In situ Identification of Substrates of the Protein Tyrosine Phosphatase PTP1B Using Photo-crosslinking Chemistry

Protein tyrosine phosphorylation is critical for cellular function, and aberrant phosphorylation is tied to a wide range of human diseases. However, there are few tools to identify tyrosine phosphatase substrates. The state-of-the-art method for tyrosine phosphatase substrate identification requires the use of mutations that kill catalytic activity and modestly increase the lifetime of the enzyme-substrate complexes. While these “substrate-trapping” mutants are useful tools, they only work effectively on high-affinity substrates. We have developed a photo-crosslinking strategy that maintains catalytic activity and covalently captures enzyme-substrate complexes in situ in response to UV irradiation. Using Amber codon suppression, we introduced photo-crosslinker amino acids into the model phosphatase PTP1B at eight different minimally perturbing sites around the active site.

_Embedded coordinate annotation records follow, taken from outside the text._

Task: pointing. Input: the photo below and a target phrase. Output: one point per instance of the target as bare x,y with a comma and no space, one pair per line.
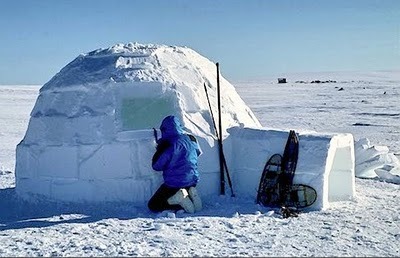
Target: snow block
30,188
326,162
66,165
108,161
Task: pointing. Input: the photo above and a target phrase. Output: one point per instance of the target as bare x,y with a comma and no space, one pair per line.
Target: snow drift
90,135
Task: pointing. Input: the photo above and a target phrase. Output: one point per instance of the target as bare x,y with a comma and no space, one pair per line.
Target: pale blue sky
250,39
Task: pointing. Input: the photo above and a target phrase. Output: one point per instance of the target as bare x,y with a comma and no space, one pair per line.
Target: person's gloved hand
162,145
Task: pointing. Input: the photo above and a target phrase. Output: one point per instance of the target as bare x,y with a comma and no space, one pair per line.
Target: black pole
221,152
217,135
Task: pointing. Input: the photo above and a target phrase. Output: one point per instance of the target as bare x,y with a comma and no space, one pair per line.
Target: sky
250,39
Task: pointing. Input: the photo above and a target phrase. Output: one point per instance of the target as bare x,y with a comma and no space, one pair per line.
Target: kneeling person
176,156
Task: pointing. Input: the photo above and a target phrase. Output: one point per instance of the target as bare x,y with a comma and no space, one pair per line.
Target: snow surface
90,136
369,225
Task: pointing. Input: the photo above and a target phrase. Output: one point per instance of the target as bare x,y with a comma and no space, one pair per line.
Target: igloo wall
90,136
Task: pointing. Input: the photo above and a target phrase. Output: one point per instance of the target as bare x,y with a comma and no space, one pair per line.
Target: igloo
90,136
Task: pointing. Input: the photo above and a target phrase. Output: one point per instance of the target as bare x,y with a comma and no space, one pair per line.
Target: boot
182,198
195,197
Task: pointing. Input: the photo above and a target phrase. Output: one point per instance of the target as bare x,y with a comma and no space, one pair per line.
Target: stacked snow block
110,172
326,162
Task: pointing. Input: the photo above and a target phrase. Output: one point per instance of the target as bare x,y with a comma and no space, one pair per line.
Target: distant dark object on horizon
317,81
281,80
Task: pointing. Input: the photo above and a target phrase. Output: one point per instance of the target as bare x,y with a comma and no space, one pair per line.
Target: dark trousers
158,201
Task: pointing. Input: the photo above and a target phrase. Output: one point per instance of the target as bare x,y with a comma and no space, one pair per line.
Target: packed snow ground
367,226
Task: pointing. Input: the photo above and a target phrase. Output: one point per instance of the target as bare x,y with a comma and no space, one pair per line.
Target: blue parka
176,155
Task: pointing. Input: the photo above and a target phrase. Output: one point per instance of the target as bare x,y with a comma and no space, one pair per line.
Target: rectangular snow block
59,161
28,188
72,190
142,152
90,129
111,161
29,154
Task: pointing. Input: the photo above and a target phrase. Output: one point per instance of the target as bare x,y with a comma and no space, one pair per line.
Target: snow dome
90,136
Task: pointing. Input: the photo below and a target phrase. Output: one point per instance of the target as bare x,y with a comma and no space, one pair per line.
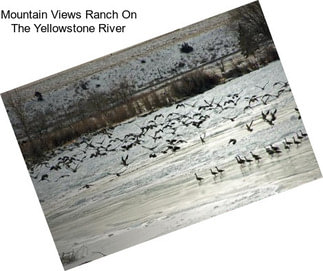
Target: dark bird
180,105
239,160
124,160
158,116
213,173
249,126
247,159
284,84
198,178
150,148
262,88
44,178
287,142
39,96
299,136
233,141
303,134
270,151
75,169
60,177
86,186
219,170
202,139
255,156
274,148
286,146
264,115
232,118
297,142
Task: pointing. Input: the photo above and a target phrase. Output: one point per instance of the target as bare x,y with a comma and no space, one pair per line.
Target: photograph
161,135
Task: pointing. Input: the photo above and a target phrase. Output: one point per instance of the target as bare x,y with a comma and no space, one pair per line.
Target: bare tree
252,27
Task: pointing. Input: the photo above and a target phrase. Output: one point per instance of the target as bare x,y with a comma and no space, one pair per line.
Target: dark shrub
186,48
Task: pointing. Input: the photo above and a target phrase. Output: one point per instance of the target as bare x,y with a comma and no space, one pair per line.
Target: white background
283,232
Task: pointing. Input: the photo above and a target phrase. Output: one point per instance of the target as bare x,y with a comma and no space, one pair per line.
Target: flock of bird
161,134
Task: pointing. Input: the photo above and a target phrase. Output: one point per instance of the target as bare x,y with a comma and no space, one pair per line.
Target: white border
283,232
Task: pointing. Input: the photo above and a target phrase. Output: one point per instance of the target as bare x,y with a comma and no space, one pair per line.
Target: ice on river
149,196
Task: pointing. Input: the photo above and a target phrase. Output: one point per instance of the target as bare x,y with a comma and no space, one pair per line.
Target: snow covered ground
110,190
140,66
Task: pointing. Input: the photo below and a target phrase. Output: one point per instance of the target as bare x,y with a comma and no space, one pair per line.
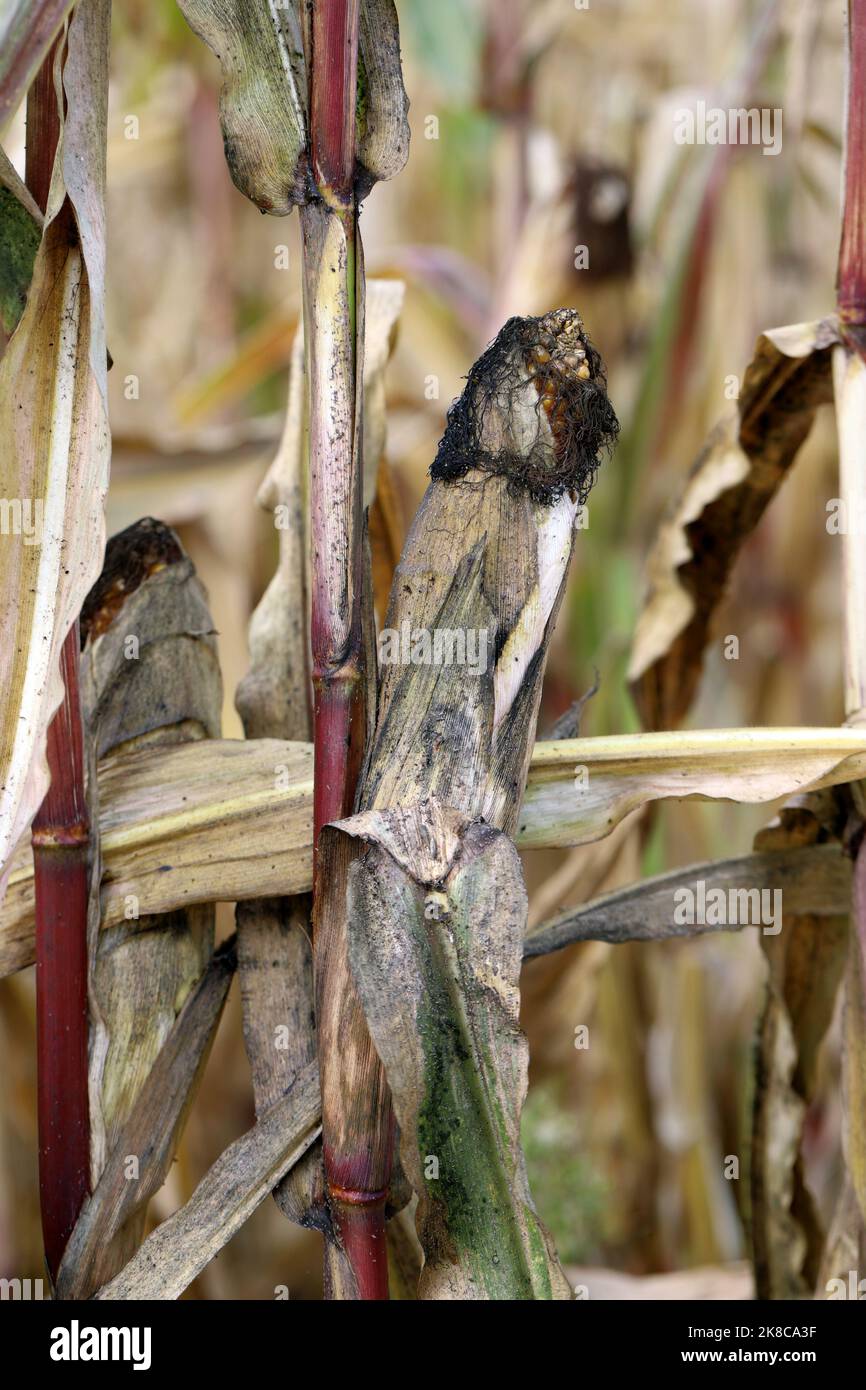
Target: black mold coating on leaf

These were expressed in mammalian cells, irradiated, and enriched by immunoprecipitation. Crosslinked proteins were identified by MS proteomics. From these experiments, we found that PTP1B likely regulates key proteins that mediate ER-PM contacts. Notably, our approach can detect signal-dependent interactions. For example, we found that PTP1B crosslinked the known substrate EGFR in an EGF stimulation-dependent manner. And suggests other EGF-dependent PTP1B substrates. For example, we found that PTP1B likely dephosphorylates Hexokinase-1 in response to EGF stimulation, dampening the cells shift to glycolysis in response to growth signals. This technology has been used to elucidate previously unknown roles of PTP1B in signaling systems and can be applied to other tyrosine phosphatases of the same family.